Last Wednesday, David Rothenberg gathered members of the Coalition for Gay Rights to protest the mayor's shuffling off of the city's responsibility to establish an AIDS hospice to the Archdiocese of New York. Their complaint was sound; AIDS challenges not just one church but all the rest of us.
What was curious and even sadder was the chill with which the Gay Coalition greeted Cardinal John O'Connor's initiative.

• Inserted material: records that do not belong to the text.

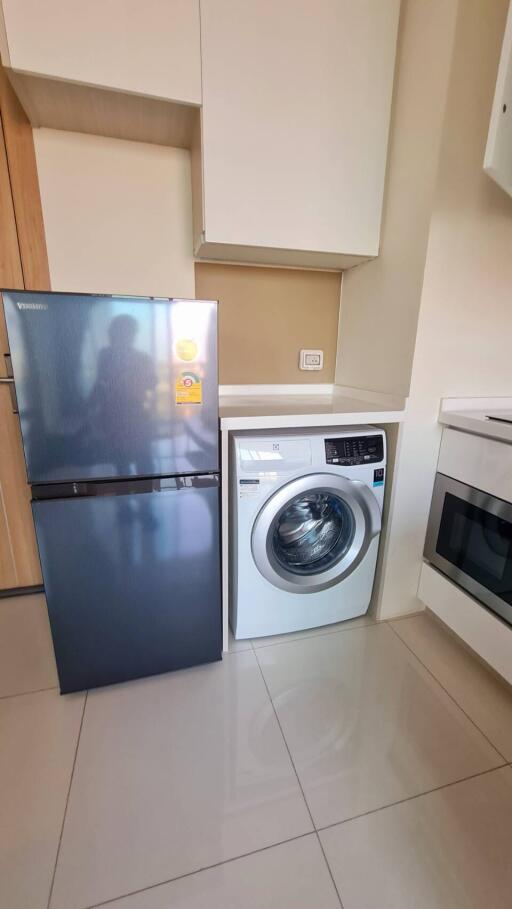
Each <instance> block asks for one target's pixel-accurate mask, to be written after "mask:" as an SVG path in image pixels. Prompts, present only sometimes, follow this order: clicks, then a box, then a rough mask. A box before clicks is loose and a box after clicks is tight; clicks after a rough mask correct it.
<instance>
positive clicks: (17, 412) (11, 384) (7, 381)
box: [0, 376, 18, 413]
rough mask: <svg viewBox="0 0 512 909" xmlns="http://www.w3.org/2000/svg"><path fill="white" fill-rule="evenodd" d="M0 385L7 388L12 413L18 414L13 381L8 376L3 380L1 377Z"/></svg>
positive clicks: (10, 378) (0, 378) (17, 407)
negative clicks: (10, 398)
mask: <svg viewBox="0 0 512 909" xmlns="http://www.w3.org/2000/svg"><path fill="white" fill-rule="evenodd" d="M0 384H2V385H8V386H9V394H10V396H11V406H12V412H13V413H18V399H17V397H16V388H15V386H14V379H13V378H11V377H10V376H8V377H7V378H4V377H3V376H2V377H0Z"/></svg>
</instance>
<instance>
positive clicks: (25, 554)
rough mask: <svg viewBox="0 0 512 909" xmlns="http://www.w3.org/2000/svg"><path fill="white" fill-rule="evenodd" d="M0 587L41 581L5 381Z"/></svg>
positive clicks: (17, 431) (26, 499) (21, 455)
mask: <svg viewBox="0 0 512 909" xmlns="http://www.w3.org/2000/svg"><path fill="white" fill-rule="evenodd" d="M0 426H1V427H2V450H1V454H0V571H1V575H0V589H1V588H3V589H5V588H11V587H30V586H32V585H35V584H41V583H42V579H41V568H40V564H39V555H38V552H37V544H36V539H35V533H34V524H33V521H32V510H31V508H30V487H29V485H28V483H27V475H26V472H25V462H24V458H23V449H22V445H21V436H20V429H19V423H18V418H17V416H16V415H15V414H13V412H12V404H11V396H10V391H9V386H8V385H0Z"/></svg>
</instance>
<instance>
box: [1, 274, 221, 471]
mask: <svg viewBox="0 0 512 909" xmlns="http://www.w3.org/2000/svg"><path fill="white" fill-rule="evenodd" d="M2 296H3V301H4V307H5V315H6V321H7V330H8V335H9V345H10V350H11V357H12V365H13V371H14V379H15V384H16V393H17V397H18V408H19V414H20V422H21V432H22V437H23V446H24V450H25V460H26V464H27V473H28V479H29V482H30V483H32V484H37V483H53V482H63V481H70V480H71V481H73V480H88V479H99V478H114V477H126V476H168V475H170V474H185V473H201V472H209V471H216V470H218V403H217V395H218V379H217V304H216V303H213V302H211V301H196V300H185V301H180V300H155V299H145V298H142V297H139V298H137V297H135V298H134V297H111V296H90V295H88V294H75V295H71V294H53V293H48V294H43V293H32V292H27V291H25V292H23V291H8V292H7V291H4V292H3V294H2Z"/></svg>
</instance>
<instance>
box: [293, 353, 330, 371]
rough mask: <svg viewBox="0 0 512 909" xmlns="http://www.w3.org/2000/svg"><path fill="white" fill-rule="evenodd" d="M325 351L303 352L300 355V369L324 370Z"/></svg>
mask: <svg viewBox="0 0 512 909" xmlns="http://www.w3.org/2000/svg"><path fill="white" fill-rule="evenodd" d="M323 367H324V352H323V350H301V351H300V354H299V369H323Z"/></svg>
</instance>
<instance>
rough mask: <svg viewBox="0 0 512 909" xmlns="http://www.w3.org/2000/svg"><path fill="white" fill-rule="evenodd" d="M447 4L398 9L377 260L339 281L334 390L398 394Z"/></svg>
mask: <svg viewBox="0 0 512 909" xmlns="http://www.w3.org/2000/svg"><path fill="white" fill-rule="evenodd" d="M456 9H457V2H456V0H428V2H425V0H402V8H401V16H400V28H399V41H398V49H397V62H396V78H395V96H394V100H393V112H392V121H391V133H390V144H389V155H388V174H387V182H386V193H385V200H384V214H383V222H382V234H381V249H380V255H379V257H378V258H377V259H375V260H374V261H373V262H369V263H367V264H363V265H360V266H358V267H357V268H353V269H350V270H349V271H347V272H345V274H344V276H343V292H342V307H341V319H340V338H339V350H340V353H339V358H338V369H337V374H336V380H337V382H338V383H339V384H341V385H350V386H354V387H356V388H366V389H370V390H375V391H379V392H387V393H389V394H397V395H407V394H408V392H409V382H410V376H411V367H412V357H413V351H414V341H415V336H416V323H417V319H418V311H419V304H420V297H421V288H422V282H423V270H424V265H425V255H426V248H427V241H428V231H429V223H430V214H431V210H432V199H433V193H434V188H435V180H436V173H437V164H438V155H439V147H440V140H441V130H442V124H443V113H444V107H445V100H446V89H447V83H448V73H449V67H450V62H451V51H452V42H453V31H454V23H455V14H456Z"/></svg>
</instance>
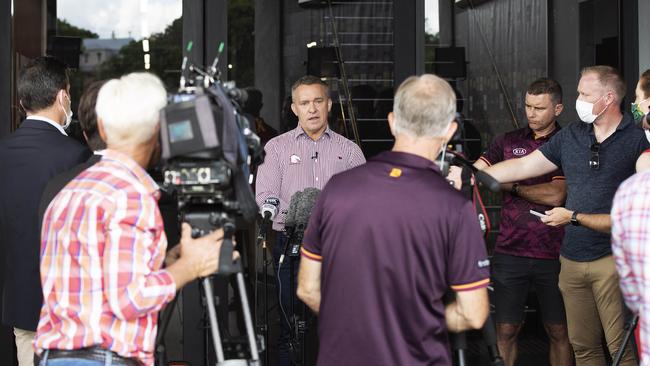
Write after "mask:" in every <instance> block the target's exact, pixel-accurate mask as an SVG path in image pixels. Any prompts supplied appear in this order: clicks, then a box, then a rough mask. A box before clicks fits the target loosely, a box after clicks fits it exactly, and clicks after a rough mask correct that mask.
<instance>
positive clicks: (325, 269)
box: [298, 75, 490, 366]
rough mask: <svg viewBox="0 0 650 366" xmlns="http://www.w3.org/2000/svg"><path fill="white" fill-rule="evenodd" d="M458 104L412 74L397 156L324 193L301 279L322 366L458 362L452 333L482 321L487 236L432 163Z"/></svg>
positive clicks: (401, 115) (356, 173)
mask: <svg viewBox="0 0 650 366" xmlns="http://www.w3.org/2000/svg"><path fill="white" fill-rule="evenodd" d="M455 109H456V97H455V94H454V92H453V90H452V89H451V87H450V86H449V84H448V83H447V82H446V81H444V80H442V79H440V78H439V77H437V76H434V75H423V76H420V77H415V76H414V77H410V78H408V79H407V80H405V81H404V82H403V83H402V85H401V86H400V87H399V89H398V90H397V93H396V95H395V100H394V104H393V112H391V113H390V114H389V115H388V121H389V124H390V129H391V132H392V134H393V136H395V145H394V147H393V150H392V151H389V152H384V153H382V154H380V155H378V156H377V157H375V158H374V159H372V160H371V161H370V162H368V164H365V165H363V166H361V167H357V168H355V169H352V170H350V171H348V172H345V173H342V174H339V175H337V176H335V177H333V178H332V179H331V180H330V182H329V183H328V184H327V186H326V187H325V189H324V190H323V191H322V193H321V194H320V197H319V199H318V203H317V204H316V206H315V207H314V210H313V212H312V215H311V218H310V221H309V224H308V225H307V230H306V232H305V236H304V240H303V247H302V256H303V260H302V262H301V264H300V273H299V276H298V297H299V298H300V299H302V300H303V301H304V302H305V303H306V304H307V305H308V306H309V307H310V308H311V309H312V310H313V311H315V312H316V313H318V314H319V320H318V326H319V332H318V333H319V340H320V347H319V355H318V365H336V366H345V365H450V364H451V356H450V351H449V347H448V336H447V331H453V332H460V331H463V330H466V329H470V328H480V327H481V326H482V325H483V323H484V321H485V319H486V317H487V315H488V310H489V307H488V297H487V290H486V288H485V287H486V286H487V284H488V282H489V275H490V274H489V270H488V267H489V262H488V260H487V253H486V250H485V244H484V242H483V237H482V235H483V234H482V232H481V229H480V228H479V223H478V220H477V219H476V212H475V210H474V207H473V205H472V202H470V201H468V200H467V199H466V198H464V197H463V195H462V194H461V193H460V192H458V191H456V190H455V189H454V188H453V187H451V186H450V185H449V183H447V181H446V180H445V177H443V176H442V175H441V173H440V170H439V169H438V167H437V166H436V165H435V163H434V161H435V159H436V157H437V156H438V153H439V152H440V150H441V147H443V146H445V144H446V142H447V141H449V139H450V138H451V136H452V135H453V133H454V131H455V129H456V125H455V124H452V123H451V122H452V120H453V118H454V115H455V112H456V110H455ZM450 289H451V291H453V292H454V293H455V295H456V299H455V300H454V301H453V302H451V303H449V304H446V305H445V304H444V303H443V297H444V296H445V293H447V292H448V291H449V290H450Z"/></svg>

"If the archdiocese wants to run and fund its own AIDS center," said Andy Humm, "that is their privilege." The cardinal is indeed not surprisingly stiff- necked on the subject of continence and the Gay Coalition has been understandably wounded by his prior comments and present policies. But he is not availing himself of a dubious "privilege"; he is acting upon a concept of charity lamentably absent everywhere else. Of course it is sinful to lay what is our duty all on his shoulders, but we ought not to blame him for trying to do the good deed that every other visible institution seems to abjure.
The mayor was in happier form at the ceremonies of tribute to Cab Calloway. Calloway led all present in the "Hi Dee Ho's" of the tale of "Minnie the Moocher" and her beloved Cokey Joe, and the mayor chanted louder than the rest, all unconscious that he was hymning the weed, the gage, the Good Brother, and the Mary Jane.
He and Cab Calloway had brought the reefer to City Hall Park, which, judging from the fumes that cloud it in the spring noons, amounted to carrying coals to Newcastle.
A group of Brooklyn residents assembled to object to a proposed incinerator stood on the other side of the police barriers, their outcries drowned in these hosannas to pot.
The mayor has reached the summit where candidates are immune to damage; on a day when he may have lost some of the Hasidim, he had recouped with the drug culture.